Casey: The temple swimsuit, which like I said, those two things seem a little incongruent. This is the temple swimsuit, for those of you that are out there. There was a lady named Rose Marie Reid, who was a member of the Church. She grew up in Idaho, and moved to Southern California, married a guy who was Jewish, and became the top swimsuit designer in the world and she ran this business where she…
GT: This was in the 50’s, probably.
Casey: This was in the 40’s and 50’s, yeah. So, she designed swimsuits for Hollywood stars for high profile people, and was very, very well known.
GT: Marilyn Monroe would have been one of them.
Casey: Yeah, and, basically, in the early 1950s, they’re raising funds for the Los Angeles temple. Rose Marie designed the swimsuit, specifically to raise money for the temple. For whatever reason, it became known by the name the temple swimsuit. Apparently, this was so popular that someone stole a version of it and got caught and there was a whole scandal in the news relating to it because her swimsuits were so desirable. But Rose Marie Reid, eventually, she had the Relief Society women in her ward sew the sequins on the on the suits that they sold to raise funds for it.
Did you know that the first pioneers that entered the Salt Lake Valley in 1847 received a gold medal, including a black man in the company of Brigham Young?
Casey: This is an object that’s in this book that’s never been photographed before. But everybody that was in the vanguard pioneer company of 1847, they rounded up in 1897, the 50th anniversary and gave them a gold medal, basically, to say, “This person was part of the vanguard company, and we want to recognize and honor them.” Well, in the middle of those celebrations, a guy shows up at the Deseret News office, a black guy and said, “Hey, I was part of the vanguard company, too.

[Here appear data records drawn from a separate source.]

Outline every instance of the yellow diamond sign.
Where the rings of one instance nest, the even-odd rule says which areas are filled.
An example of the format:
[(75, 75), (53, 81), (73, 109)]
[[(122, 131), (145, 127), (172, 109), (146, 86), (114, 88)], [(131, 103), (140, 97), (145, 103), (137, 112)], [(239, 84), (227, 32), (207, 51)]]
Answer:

His name was Green Flake. They gave Green Flake a medal and honored him as part of the vanguard company.
GT: He was the one that drove Brigham Young’s wagon, right?
Casey: Yeah, Green’s background is fascinating. When you dive into it, like I said, it kind of shows the complexities linked to race and the Church in the 19th century. For instance, Green is a slave owned by the Flake family, the Isaac Flake family that owns a plantation in Mississippi. Missionaries come, they convert the Flakes, and there’s variants in the sources, but the general story that’s told is that when the Flakes converted. They decided to migrate to Nauvoo, and they freed their slaves. But Green is 16 years old at the time, and he elects to stay with the Flakes. At that point, there’s some question as to, is he a family friend or is he a slave?
…
At that point, Brigham Young intervenes and says, “Look, Green has a wife and Green has kids. He can’t just pick up his life and move down there because you guys need him to,” which suggests that in Brigham Young’s mind, Green was not a slave. This is all in the 1850’s before slavery is outlawed, but it kind of does show that Brigham Young’s attitudes towards slavery, servitude and black members of the Church was more complex now than we depict it.